Lleva casco, chaleco antibalas, habla por un micrófono incorporado que sale del casco, sobrevuela el mar en helicóptero, pone cara de atención, alerta, aquí hay peligro, esto es serio, nos jugamos la vida, la OTAN es una palabra cojonuda, y fragata española son palabras mayores. Es Javier Sardá, que se ha pasado unos días a cuerpo de rey por el Índico como Infiltrado buscando piratas frente a Somalia, país tan fatuo como popular en los últimos meses. Pero, mecachis, han sido esquivos y esta vez no han querido salir en la tele. Los piratas. Javier sí, salió mucho, era su programa, era el infiltrado, la estrella en esa paparrucha de periodismo egocéntrico que se vende como de intensa investigación. Es un regalo para el quebranta audiencias Javier Sardá, nacido para lo marciano, pero no para poner los pies en la tierra.

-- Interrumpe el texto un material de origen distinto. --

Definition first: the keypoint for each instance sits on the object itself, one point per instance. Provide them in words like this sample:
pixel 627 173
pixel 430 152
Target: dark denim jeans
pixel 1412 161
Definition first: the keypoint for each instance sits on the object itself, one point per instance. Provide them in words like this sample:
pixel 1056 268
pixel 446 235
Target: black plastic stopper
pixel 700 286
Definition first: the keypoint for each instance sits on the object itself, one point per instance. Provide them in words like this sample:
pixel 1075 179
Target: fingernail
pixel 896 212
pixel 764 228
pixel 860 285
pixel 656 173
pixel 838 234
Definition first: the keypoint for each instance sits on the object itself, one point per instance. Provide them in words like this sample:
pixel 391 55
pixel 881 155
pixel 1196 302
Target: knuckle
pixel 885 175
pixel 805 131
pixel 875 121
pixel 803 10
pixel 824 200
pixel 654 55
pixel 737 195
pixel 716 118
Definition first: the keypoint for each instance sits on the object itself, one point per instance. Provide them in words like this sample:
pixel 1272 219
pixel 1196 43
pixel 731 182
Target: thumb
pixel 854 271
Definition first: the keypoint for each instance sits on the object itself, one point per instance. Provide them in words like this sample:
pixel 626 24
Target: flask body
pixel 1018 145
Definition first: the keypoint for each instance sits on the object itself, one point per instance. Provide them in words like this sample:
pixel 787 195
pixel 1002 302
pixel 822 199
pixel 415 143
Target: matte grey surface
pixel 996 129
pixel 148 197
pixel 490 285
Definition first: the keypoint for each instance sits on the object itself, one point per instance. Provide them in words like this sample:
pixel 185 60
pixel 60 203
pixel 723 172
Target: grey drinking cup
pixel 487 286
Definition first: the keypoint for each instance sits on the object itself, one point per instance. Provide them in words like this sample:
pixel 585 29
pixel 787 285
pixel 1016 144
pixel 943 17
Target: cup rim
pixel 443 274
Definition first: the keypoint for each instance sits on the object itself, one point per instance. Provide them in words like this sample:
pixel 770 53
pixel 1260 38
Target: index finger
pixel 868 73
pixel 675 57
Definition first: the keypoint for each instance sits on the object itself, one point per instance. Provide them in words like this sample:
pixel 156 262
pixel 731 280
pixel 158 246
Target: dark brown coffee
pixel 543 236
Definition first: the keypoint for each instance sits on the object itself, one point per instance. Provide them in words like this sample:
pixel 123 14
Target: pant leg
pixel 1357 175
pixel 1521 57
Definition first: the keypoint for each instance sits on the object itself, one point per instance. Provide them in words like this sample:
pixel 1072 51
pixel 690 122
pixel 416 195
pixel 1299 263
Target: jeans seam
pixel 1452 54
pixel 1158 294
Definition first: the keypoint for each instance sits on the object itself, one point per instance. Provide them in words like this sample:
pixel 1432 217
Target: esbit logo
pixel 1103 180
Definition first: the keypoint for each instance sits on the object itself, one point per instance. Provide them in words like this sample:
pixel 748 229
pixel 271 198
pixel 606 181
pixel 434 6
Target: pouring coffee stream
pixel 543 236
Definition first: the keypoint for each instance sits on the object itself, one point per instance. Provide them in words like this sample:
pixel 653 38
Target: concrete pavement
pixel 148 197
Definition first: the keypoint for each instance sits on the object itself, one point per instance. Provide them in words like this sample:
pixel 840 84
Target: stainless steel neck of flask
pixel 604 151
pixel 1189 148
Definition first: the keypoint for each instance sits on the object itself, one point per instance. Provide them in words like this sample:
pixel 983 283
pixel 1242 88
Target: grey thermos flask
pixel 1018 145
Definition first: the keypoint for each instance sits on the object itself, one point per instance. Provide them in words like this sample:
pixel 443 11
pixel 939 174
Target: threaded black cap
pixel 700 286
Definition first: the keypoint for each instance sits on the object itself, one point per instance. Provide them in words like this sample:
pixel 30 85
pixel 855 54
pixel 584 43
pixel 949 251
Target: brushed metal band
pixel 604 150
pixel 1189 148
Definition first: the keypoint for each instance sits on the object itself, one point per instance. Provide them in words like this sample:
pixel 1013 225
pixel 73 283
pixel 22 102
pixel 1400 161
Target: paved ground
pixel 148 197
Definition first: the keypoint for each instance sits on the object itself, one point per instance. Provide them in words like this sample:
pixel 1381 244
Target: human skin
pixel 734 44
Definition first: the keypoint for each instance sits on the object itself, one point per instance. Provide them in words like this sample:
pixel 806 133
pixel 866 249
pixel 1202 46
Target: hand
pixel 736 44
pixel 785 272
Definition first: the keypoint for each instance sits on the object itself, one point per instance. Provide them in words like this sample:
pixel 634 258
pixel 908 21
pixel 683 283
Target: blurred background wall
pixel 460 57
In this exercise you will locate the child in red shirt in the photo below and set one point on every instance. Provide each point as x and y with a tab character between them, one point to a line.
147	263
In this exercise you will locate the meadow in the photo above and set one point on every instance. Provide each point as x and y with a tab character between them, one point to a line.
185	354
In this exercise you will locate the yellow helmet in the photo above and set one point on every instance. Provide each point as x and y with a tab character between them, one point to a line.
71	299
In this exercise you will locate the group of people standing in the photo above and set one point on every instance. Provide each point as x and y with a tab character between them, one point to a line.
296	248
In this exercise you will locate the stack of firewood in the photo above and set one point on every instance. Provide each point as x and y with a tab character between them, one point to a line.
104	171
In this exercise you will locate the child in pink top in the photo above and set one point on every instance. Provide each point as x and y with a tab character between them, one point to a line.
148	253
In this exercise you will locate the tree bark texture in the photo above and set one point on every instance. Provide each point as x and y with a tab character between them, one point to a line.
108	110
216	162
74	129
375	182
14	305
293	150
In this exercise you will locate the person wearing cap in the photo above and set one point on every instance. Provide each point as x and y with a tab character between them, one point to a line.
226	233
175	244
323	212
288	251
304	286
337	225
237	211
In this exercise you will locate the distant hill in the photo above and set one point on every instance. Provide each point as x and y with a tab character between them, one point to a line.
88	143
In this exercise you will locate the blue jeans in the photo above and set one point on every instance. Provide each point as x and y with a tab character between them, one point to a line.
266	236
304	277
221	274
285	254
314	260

Es el premio que le da TeleEsteban por sus últimos fracasos, amarrada la estrella por un contrato de fidelidad, o eso supongo. Y también para que esté dispuesto a anunciar como un jabato chorradas con niños canoros a las que luego les da la espalda anticipándose al desastre. Infiltrado es el caramelo de la cadena al gran gurú, como para Mercedes Milá es Diario de, donde le permiten salir, si ella no quiere, con pepinos en la chola. Fíjense lo que les digo, hasta la infiltrada Samanta Villar me parecía más creíble en su teatro a 21 días exactos por sesión que don Javier, un hombre espectáculo que sin friquis al lado parece no hallarse, o no hallarse uno ante ese acongojante despliegue. Analizando el asunto como merece, ni la cadena lo tiene claro. O sí. Tan claro que el martes, tras lo de La Roja y la película de Demme, agotada la audiencia, echó a Sardá de madrugada.